Und auch das alles passt ins Hersfelder (Bühnen-)bild wie der, wie gesagt, Arsch auf den Eimer: weil der eine, nun ja, tragende Rolle spielt.
„Ich leide an Verstopfung“, klagt Luther und hält sich den Wanst. „Es heißt, er leidet an Magenverstimmung – Durchfall“, raunt man daher beim, huch, Heiligen Stuhl.
Und Luthers Hämorrhoiden kommen auch vor: „Gott hat mich am Hintern wieder mit großen Schmerzen geschlagen!“Dergleichen muss vor allem der leidensfähige Schauspieler Christian Nickel auf sich nehmen, der den Reformator ohnehin gab und nun auch den Wutbürger.
Dass Luthers Hartleibigkeit sich nicht allein in ideologisch-theologischen Dingen zeigte, ist historisch verbürgt.

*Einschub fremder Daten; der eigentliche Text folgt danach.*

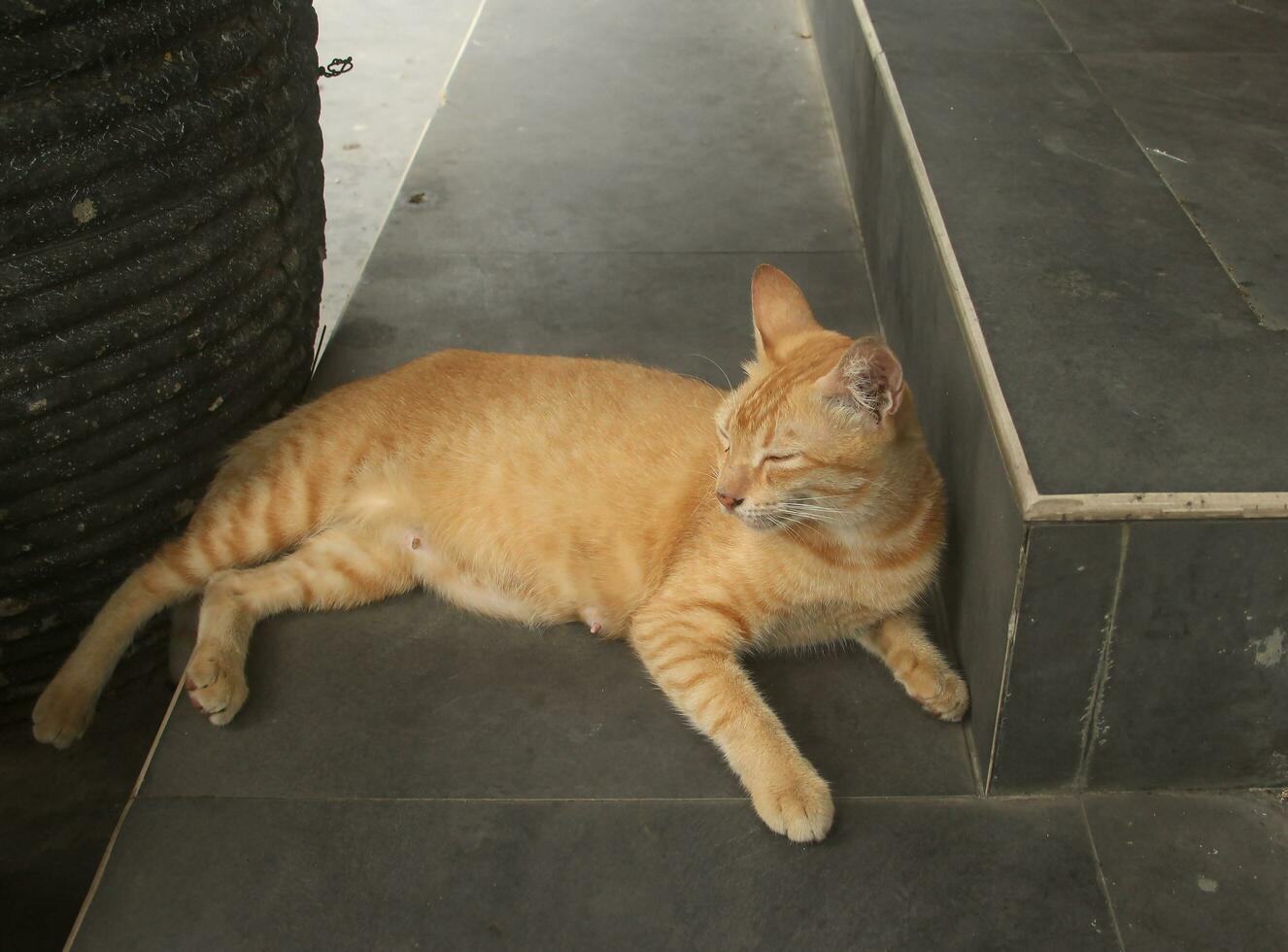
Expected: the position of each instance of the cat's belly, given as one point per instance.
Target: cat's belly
(494, 597)
(817, 624)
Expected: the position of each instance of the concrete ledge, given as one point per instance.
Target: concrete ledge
(1093, 644)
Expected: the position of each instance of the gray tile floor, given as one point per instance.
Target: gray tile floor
(409, 775)
(1112, 177)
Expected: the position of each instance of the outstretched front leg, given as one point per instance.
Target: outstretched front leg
(336, 568)
(919, 666)
(691, 651)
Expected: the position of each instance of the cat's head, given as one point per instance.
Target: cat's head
(810, 431)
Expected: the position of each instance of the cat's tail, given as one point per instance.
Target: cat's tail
(276, 489)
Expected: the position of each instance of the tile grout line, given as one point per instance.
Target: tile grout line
(1011, 629)
(402, 181)
(1101, 875)
(1256, 312)
(966, 797)
(1091, 716)
(119, 822)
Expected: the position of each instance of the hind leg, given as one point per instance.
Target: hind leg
(340, 567)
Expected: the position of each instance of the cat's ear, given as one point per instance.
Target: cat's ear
(868, 379)
(778, 312)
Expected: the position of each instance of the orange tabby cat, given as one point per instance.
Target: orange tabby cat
(546, 490)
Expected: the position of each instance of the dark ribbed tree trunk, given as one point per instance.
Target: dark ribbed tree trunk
(160, 272)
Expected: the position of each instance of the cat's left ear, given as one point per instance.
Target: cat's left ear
(778, 311)
(868, 379)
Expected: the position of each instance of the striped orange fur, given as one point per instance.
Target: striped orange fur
(549, 490)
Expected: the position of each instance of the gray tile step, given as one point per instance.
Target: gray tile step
(246, 873)
(1095, 332)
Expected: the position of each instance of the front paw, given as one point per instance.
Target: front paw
(798, 806)
(63, 711)
(217, 684)
(952, 698)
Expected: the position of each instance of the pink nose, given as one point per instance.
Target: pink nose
(728, 501)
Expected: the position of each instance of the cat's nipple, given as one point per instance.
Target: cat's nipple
(593, 617)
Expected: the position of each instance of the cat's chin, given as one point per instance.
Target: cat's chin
(761, 522)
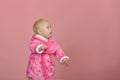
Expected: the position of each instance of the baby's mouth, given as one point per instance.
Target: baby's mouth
(50, 33)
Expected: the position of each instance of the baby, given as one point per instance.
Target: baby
(43, 48)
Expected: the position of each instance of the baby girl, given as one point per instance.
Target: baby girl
(43, 48)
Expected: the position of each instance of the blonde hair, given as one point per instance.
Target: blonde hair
(37, 24)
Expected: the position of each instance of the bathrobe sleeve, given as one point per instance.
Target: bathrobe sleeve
(59, 53)
(35, 45)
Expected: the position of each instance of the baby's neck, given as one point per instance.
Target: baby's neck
(41, 37)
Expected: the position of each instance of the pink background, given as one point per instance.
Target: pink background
(87, 30)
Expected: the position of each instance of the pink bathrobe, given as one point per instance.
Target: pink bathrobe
(41, 64)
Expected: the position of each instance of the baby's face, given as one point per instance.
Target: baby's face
(45, 30)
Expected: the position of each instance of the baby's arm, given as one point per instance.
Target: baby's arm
(41, 48)
(37, 47)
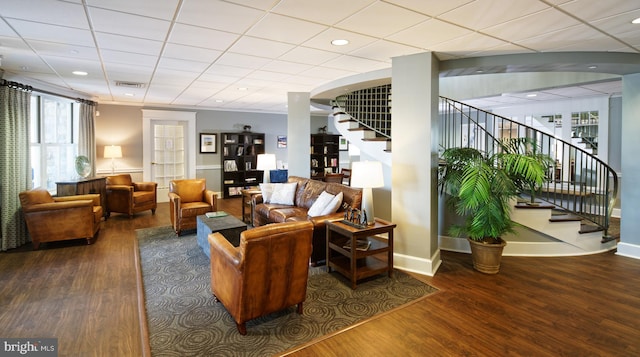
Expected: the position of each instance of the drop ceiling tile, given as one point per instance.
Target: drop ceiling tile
(285, 67)
(430, 7)
(163, 10)
(63, 50)
(428, 34)
(201, 37)
(260, 47)
(128, 44)
(326, 12)
(48, 12)
(180, 79)
(256, 4)
(285, 29)
(322, 41)
(482, 14)
(243, 61)
(52, 33)
(229, 71)
(108, 21)
(468, 44)
(382, 50)
(183, 65)
(219, 15)
(589, 10)
(173, 50)
(390, 19)
(310, 56)
(355, 64)
(110, 56)
(545, 21)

Den psychosomatischen Zusammenhang stellte John Osborne im „Luther“-drama von 1961 her, das Dieter Wedel ebenso verwendet wie John von Düffels von 2016.
Für den dreistündigen Abend indes lässt sich sagen, dass Luthers meteorologisch forcierter Geistesblitz von Stotternheim weniger Bedeutung zukommt als dem Donnerbalken. Und sagen lässt sich auch, was die Teufelin (Corinna Pohlmann) befindet, die als Lady in Rot Luthers ständige Begleiterin ist: „Du verschwendest zu viel Aufmerksamkeit auf die eigene Not!“Die Aufführung leidet sehr an Verstopfung.
Wedel will viel, viel zu viel. Was ihm gelingt: die Stiftsruine als Bühne zu bespielen und sein Stück darauf zu arrangieren, mit parallelen und mit sich überschneidenden, mit kammerspielartigen und Massenszenen.
Die Tageslosung dafür meldet „Tagesschau“-sprecher Jan Hofer auf der Videowand: „Die verhängnisvolle Flamme des religiösen Wahns ist noch immer nicht erloschen!“Also versucht Wedel, über diese Wand Zeitbezüge zu Fanatismus, Aufruhr, Krieg, von NS bis IS herzustellen.
Die Inszenierung ist auf scharfe Luther-kritik aus: am Juden- und Moslem-feind, am Schriftverbrenner (obwohl auch Luther-schriften Feuer fingen), selbst am Erfinder deutscher Sprache: „Vorbei ist für Jahrzehnte, für Jahrhunderte, vielleicht sogar für immer die Zeit übernationaler Gemeinschaft“, so die Reporterin Mareile Höppner. „Das Latein, diese letzte Sprache des geeinten Europas, stirbt ab.“Das stammt aus Stefan Zweigs Erasmus-buch.
Ein Stück wird aus all dem nicht. Aber ein paar gute Szenen: insbesondere die Dispute Luthers mit dem Papst-emissär Cajetan (Robert Joseph Bartl) und Reformator Karlstadt (Christian Schmidt) erzeugen maximale dramatische Spannung.
Derweil bleibt für Elisabeth Lanz als Katharina von Bora nicht mehr als ein emotionaler Zusammenbruch in drei Abteilungen, Claude-oliver Rudolph hat einen einzigen, ihm gemäßen lustigen Satz und ist ansonsten eine sprechende Säule. Erol Sanders Leo X. trägt ein päpstliches Jagdkostüm spazieren (gemäß Osborne). Uwe Dag Berlin als Cranach und Benjamin Kramme als Melanchthon gehen in der Masse meistens unter.